Sebagai pasangan orang tua baru, pastinya kami harus meraba-raba apa saja yang mesti kami siapkan supaya disana kami tidak kesulitan jika terjadi hal-hal yang tidak diinginkan terlebih jika hal itu terkait dengan kebutuhan anak kami.
Oiya, mengapa kami memilih mencoba bepergian ke negara tetangga saja?
Saat itu pertimbangan awal adalah cuaca. Kita mencari negara yang kurang lebih typenya sama dengan Indonesia.
Saat itu kami memilih Singapura dan Vietnam.
Jujur saja sebagai orang tua baru, kami benar-benar heboh dalam hal bawaan. Kami bawa diaper dan baju anak dalam jumlah yang banyak.
Kalau diingat kembali, kadang kami merasa konyol dengan kehebohan itu karena kami membawa koper ukuran xxl yang khusus menampung kebutuhan anak, yang sebenarnya bisa direduksi 😄
Hal-hal yang perlu diperhatikan jika kita bepergian ke LN bersama anak-anak kurang lebih sebagai berikut:
1. Intip keadaan cuaca disana. Jika kita bepergian di negara tropis, hal ini tidak menjadi kendala karena paling-paling suhu, lalu apakah hujan ataukah panas, pastinya tidak berbeda jauh dengan di negara kita. Tapi kalau kita perginya ke negara dengan 4 musim, kita harus concern kira-kira disana sedang musim apa dan kira-kira suhunya kisaran berapa.
Kita harus menyiapkan baju jenis apa yang dibutuhkan dan disesuaikan dengan cuacanya. Jangan sampai salah kostum seperti yang kami alami sewaktu kami berkunjung ke Jepang.
Saat itu memang sedikit misinfo jadi kami menyiapkan jaket hanya jaket biasa dan tanpa membawa longjohn, dan... saat itu suhu minus 7.
Bisa dibayangkan dinginnya sampai menusuk tulang.
Naah...akhirnya mau tidak mau kami harus belanja disana. Tapi saat itu kami nekat hanya beli longjohn saja. Jaket tetap memakai yang ada. Dan alhamdulillah anak-anak juga kuat. Saat itu kami membawa 2 anak kami.
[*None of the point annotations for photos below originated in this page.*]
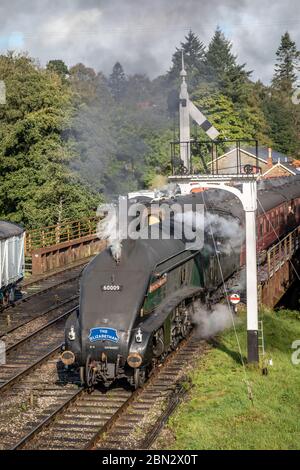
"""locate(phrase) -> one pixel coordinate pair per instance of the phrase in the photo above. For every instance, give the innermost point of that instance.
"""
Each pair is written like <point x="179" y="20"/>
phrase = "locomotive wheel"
<point x="158" y="343"/>
<point x="139" y="378"/>
<point x="82" y="375"/>
<point x="90" y="375"/>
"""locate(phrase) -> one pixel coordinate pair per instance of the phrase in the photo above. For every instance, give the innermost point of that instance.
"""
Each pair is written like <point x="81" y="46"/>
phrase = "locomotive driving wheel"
<point x="139" y="378"/>
<point x="90" y="373"/>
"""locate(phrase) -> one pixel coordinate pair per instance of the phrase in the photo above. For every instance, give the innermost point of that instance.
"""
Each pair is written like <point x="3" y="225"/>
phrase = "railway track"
<point x="61" y="291"/>
<point x="102" y="419"/>
<point x="31" y="350"/>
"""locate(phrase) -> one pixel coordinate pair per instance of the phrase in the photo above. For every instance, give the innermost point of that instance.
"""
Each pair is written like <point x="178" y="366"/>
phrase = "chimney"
<point x="270" y="158"/>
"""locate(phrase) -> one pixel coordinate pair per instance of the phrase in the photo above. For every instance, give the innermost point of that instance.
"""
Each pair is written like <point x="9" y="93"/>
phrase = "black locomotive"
<point x="133" y="311"/>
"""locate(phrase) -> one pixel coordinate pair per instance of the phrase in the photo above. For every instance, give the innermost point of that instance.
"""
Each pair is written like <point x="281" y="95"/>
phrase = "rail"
<point x="60" y="233"/>
<point x="280" y="253"/>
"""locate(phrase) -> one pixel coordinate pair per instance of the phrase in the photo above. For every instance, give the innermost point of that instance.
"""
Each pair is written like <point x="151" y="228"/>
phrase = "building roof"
<point x="263" y="153"/>
<point x="286" y="166"/>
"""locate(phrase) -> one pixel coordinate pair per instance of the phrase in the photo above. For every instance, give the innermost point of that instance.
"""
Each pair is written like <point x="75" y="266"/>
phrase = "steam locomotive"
<point x="134" y="310"/>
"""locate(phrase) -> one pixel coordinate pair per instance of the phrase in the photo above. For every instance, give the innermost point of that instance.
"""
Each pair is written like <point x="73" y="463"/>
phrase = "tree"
<point x="194" y="55"/>
<point x="222" y="67"/>
<point x="58" y="66"/>
<point x="285" y="68"/>
<point x="37" y="185"/>
<point x="117" y="81"/>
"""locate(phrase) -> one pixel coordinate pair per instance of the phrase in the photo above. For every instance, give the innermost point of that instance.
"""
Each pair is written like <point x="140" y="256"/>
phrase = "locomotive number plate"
<point x="111" y="288"/>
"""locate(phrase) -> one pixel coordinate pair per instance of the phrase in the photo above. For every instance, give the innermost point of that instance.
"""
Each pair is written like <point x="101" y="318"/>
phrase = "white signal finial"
<point x="183" y="72"/>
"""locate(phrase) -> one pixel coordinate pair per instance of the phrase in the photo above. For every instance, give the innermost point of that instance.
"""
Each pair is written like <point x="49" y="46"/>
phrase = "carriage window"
<point x="183" y="275"/>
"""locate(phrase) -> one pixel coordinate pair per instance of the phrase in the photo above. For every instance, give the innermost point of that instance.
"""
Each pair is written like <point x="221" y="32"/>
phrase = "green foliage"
<point x="117" y="81"/>
<point x="219" y="414"/>
<point x="58" y="66"/>
<point x="69" y="137"/>
<point x="37" y="186"/>
<point x="285" y="68"/>
<point x="194" y="55"/>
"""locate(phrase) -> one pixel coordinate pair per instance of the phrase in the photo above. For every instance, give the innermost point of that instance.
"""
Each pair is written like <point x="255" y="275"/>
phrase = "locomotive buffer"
<point x="247" y="196"/>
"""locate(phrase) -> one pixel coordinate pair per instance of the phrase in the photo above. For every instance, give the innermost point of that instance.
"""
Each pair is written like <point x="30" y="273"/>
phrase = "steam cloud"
<point x="224" y="228"/>
<point x="107" y="229"/>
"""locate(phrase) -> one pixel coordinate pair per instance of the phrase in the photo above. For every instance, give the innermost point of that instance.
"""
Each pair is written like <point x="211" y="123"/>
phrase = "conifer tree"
<point x="222" y="67"/>
<point x="117" y="81"/>
<point x="285" y="68"/>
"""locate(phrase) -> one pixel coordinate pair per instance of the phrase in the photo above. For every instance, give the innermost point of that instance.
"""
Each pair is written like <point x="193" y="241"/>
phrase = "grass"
<point x="219" y="413"/>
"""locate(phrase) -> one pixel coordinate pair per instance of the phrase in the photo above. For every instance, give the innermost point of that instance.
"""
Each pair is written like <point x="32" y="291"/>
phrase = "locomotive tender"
<point x="133" y="312"/>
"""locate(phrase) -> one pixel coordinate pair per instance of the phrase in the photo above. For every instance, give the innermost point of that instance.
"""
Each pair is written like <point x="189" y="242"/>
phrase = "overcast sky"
<point x="143" y="34"/>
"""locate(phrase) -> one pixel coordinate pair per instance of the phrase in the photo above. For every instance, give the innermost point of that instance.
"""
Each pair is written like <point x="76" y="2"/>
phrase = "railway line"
<point x="82" y="419"/>
<point x="50" y="295"/>
<point x="31" y="350"/>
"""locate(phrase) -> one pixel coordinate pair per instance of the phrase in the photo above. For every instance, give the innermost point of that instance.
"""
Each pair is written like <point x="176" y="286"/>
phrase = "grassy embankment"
<point x="219" y="414"/>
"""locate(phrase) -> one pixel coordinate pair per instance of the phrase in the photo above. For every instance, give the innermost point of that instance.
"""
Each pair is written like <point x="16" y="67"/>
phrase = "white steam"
<point x="210" y="322"/>
<point x="229" y="229"/>
<point x="108" y="229"/>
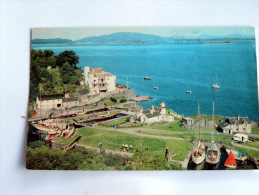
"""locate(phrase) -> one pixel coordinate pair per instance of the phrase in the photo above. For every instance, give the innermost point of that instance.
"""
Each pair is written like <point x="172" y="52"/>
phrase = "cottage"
<point x="99" y="81"/>
<point x="187" y="122"/>
<point x="235" y="125"/>
<point x="49" y="101"/>
<point x="154" y="114"/>
<point x="69" y="102"/>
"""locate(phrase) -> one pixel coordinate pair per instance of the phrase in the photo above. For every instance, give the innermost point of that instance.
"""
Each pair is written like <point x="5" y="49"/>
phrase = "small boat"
<point x="213" y="154"/>
<point x="231" y="162"/>
<point x="198" y="152"/>
<point x="238" y="155"/>
<point x="147" y="78"/>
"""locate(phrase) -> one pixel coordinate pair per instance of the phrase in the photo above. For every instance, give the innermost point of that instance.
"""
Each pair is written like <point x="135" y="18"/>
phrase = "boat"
<point x="198" y="152"/>
<point x="238" y="155"/>
<point x="213" y="151"/>
<point x="216" y="85"/>
<point x="231" y="162"/>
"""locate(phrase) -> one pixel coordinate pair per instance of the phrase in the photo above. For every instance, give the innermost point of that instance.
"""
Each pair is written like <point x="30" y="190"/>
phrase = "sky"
<point x="79" y="33"/>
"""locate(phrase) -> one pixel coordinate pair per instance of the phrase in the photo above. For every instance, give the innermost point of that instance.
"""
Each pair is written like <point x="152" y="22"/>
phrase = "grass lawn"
<point x="255" y="130"/>
<point x="209" y="117"/>
<point x="250" y="153"/>
<point x="112" y="140"/>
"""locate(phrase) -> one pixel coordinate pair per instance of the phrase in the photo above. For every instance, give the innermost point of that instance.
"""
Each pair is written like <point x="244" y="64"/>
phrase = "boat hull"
<point x="239" y="158"/>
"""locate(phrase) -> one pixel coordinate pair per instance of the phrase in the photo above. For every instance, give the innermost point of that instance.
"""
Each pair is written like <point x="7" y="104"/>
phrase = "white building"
<point x="154" y="114"/>
<point x="98" y="80"/>
<point x="49" y="101"/>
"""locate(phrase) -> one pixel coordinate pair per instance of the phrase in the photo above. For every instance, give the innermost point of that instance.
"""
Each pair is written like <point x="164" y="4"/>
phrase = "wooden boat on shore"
<point x="213" y="151"/>
<point x="231" y="162"/>
<point x="237" y="155"/>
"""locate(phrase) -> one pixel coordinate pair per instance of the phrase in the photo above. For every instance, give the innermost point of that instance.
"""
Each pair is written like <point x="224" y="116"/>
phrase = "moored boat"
<point x="198" y="152"/>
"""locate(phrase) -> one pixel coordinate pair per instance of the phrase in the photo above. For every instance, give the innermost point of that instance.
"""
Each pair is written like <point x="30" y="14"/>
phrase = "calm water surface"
<point x="174" y="68"/>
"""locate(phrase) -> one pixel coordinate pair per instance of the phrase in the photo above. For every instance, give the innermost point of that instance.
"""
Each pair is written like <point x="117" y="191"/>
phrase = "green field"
<point x="112" y="140"/>
<point x="204" y="136"/>
<point x="255" y="130"/>
<point x="250" y="153"/>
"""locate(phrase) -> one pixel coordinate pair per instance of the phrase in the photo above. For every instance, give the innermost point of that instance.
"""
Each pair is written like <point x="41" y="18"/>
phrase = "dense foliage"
<point x="41" y="157"/>
<point x="53" y="74"/>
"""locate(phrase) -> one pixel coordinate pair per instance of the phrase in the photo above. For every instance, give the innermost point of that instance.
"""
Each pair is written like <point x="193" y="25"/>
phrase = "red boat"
<point x="231" y="162"/>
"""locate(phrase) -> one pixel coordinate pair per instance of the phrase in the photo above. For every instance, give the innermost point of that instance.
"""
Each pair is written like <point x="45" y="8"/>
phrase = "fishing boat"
<point x="216" y="85"/>
<point x="238" y="155"/>
<point x="231" y="162"/>
<point x="198" y="152"/>
<point x="213" y="151"/>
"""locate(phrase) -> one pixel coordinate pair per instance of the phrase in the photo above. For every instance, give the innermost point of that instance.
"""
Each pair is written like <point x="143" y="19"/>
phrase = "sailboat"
<point x="231" y="162"/>
<point x="213" y="151"/>
<point x="215" y="85"/>
<point x="52" y="128"/>
<point x="198" y="152"/>
<point x="238" y="155"/>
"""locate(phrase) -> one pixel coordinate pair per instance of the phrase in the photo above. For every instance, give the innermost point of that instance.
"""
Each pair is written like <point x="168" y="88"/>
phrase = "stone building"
<point x="98" y="80"/>
<point x="49" y="101"/>
<point x="154" y="114"/>
<point x="235" y="125"/>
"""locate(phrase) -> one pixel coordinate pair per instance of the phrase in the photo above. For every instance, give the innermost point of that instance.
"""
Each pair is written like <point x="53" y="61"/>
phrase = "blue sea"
<point x="176" y="68"/>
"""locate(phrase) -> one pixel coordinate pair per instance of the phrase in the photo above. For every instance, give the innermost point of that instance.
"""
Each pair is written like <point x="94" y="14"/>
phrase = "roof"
<point x="188" y="119"/>
<point x="151" y="115"/>
<point x="51" y="97"/>
<point x="82" y="92"/>
<point x="70" y="99"/>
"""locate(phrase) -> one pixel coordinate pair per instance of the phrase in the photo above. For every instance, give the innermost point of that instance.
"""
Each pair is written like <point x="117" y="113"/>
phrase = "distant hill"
<point x="52" y="41"/>
<point x="123" y="37"/>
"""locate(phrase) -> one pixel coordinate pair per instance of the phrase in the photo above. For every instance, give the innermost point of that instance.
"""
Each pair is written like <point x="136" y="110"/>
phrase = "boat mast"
<point x="199" y="134"/>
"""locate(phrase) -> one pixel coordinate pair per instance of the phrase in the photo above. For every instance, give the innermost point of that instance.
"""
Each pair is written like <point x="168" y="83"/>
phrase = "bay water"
<point x="177" y="67"/>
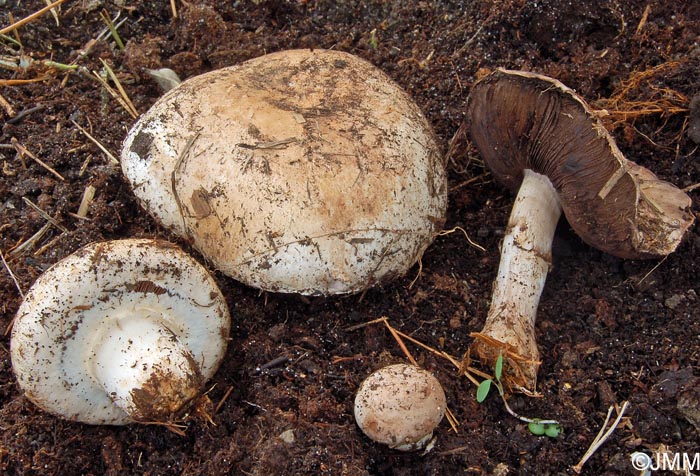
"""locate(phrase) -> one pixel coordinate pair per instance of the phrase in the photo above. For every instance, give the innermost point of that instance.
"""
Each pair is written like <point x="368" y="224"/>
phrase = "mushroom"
<point x="400" y="406"/>
<point x="119" y="332"/>
<point x="305" y="171"/>
<point x="538" y="137"/>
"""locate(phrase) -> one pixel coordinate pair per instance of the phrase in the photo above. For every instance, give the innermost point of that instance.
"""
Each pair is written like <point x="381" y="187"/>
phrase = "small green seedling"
<point x="550" y="428"/>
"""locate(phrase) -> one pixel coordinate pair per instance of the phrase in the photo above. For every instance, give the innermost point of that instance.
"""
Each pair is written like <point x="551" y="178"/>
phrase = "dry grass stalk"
<point x="32" y="240"/>
<point x="22" y="151"/>
<point x="7" y="106"/>
<point x="19" y="82"/>
<point x="88" y="195"/>
<point x="111" y="156"/>
<point x="12" y="275"/>
<point x="30" y="18"/>
<point x="45" y="215"/>
<point x="643" y="21"/>
<point x="601" y="437"/>
<point x="121" y="96"/>
<point x="53" y="11"/>
<point x="624" y="106"/>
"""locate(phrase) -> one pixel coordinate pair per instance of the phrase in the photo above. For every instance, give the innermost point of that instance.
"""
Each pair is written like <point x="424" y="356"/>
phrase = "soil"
<point x="610" y="330"/>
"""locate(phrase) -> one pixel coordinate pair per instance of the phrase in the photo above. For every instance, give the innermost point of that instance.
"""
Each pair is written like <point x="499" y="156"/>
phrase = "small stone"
<point x="287" y="436"/>
<point x="674" y="301"/>
<point x="689" y="403"/>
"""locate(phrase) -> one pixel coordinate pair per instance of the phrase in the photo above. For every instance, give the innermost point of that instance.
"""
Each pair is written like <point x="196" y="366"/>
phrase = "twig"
<point x="45" y="215"/>
<point x="601" y="437"/>
<point x="459" y="228"/>
<point x="85" y="201"/>
<point x="23" y="151"/>
<point x="112" y="29"/>
<point x="30" y="18"/>
<point x="19" y="82"/>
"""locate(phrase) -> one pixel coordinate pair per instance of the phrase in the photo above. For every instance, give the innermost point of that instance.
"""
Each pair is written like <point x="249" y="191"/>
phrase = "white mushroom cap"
<point x="400" y="406"/>
<point x="118" y="332"/>
<point x="298" y="171"/>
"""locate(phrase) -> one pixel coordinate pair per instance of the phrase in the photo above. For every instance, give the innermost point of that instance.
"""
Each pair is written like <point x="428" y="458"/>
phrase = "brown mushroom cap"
<point x="400" y="405"/>
<point x="520" y="120"/>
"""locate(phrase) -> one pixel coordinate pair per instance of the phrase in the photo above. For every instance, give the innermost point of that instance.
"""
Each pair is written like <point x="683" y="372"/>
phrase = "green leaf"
<point x="499" y="367"/>
<point x="483" y="390"/>
<point x="536" y="428"/>
<point x="552" y="430"/>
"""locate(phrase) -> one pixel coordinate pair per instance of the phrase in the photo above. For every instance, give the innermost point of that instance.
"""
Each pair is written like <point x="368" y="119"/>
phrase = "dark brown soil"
<point x="610" y="330"/>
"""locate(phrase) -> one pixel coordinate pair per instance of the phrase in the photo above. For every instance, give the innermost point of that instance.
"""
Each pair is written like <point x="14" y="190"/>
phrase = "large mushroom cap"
<point x="299" y="171"/>
<point x="60" y="340"/>
<point x="520" y="120"/>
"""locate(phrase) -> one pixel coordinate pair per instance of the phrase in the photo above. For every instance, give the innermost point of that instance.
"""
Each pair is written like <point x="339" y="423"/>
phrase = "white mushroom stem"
<point x="144" y="367"/>
<point x="525" y="260"/>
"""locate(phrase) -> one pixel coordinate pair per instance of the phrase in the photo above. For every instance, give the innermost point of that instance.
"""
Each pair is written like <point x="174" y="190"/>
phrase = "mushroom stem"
<point x="144" y="367"/>
<point x="525" y="259"/>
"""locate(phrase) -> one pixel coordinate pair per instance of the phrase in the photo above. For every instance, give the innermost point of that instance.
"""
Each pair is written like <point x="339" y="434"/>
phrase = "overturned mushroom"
<point x="119" y="332"/>
<point x="304" y="171"/>
<point x="537" y="135"/>
<point x="400" y="406"/>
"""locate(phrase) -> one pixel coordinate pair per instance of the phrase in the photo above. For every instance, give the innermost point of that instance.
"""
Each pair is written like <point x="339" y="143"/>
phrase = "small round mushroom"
<point x="305" y="171"/>
<point x="400" y="406"/>
<point x="119" y="332"/>
<point x="538" y="137"/>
Jadi alangkah baiknya semua disiapkan. Jika kita kesana sewaktu musim dingin, tips saya: jangan terlalu banyak membawa pakaian, lebih baik membawa beberapa atau lebih banyak jaket tebal. Karena jika musim dingin badan kita cenderung tidak berkeringat bahkan tidak kotor karena tertutupi oleh jaket.
Jika anak kita masih suka belepotan sewaktu makan, bawalah lebih banyak celemek makan dan tissue basah. Jadi nanti sesampainya di penginapan kita bisa langsung cuci celemeknya, lalu kita angin-anginkan.
Nah, celemek lebih praktis daripada membawa banyak pakaian.
Oiya,atau pilih celemek yang terbuat dari bahan plastik atau mungkin silikon yang mudah dibersihkan.
2. Botol plastik kosong.
Botol plastik yang dibawa haruslah yang bahannya aman atau BPA free.
Botol plastik ini nantinya bisa kita isi dengan air minum karena kebanyakan di LN airnya drinkable. Tapi kita harus cari info dulu karena ada juga yang tidak demikian.
Oiya, beli air kemasan disana harganya cukup mahal, lebih mahal daripada beli jus 😄, padahal kita harus cukup minum supaya tidak dehidrasi.
Nah,pengalaman kami karena anak-anak kami saat itu tidak ngedot. Botol plastik yang kami bawa,kami gunakan untuk ngeshake susu mereka. Jadi kami membawa 4 botol plastik karena kami membawa 2 anak. 2 botol kami biarkan kosong, 2 botol lainnya kami isi dengan air minum.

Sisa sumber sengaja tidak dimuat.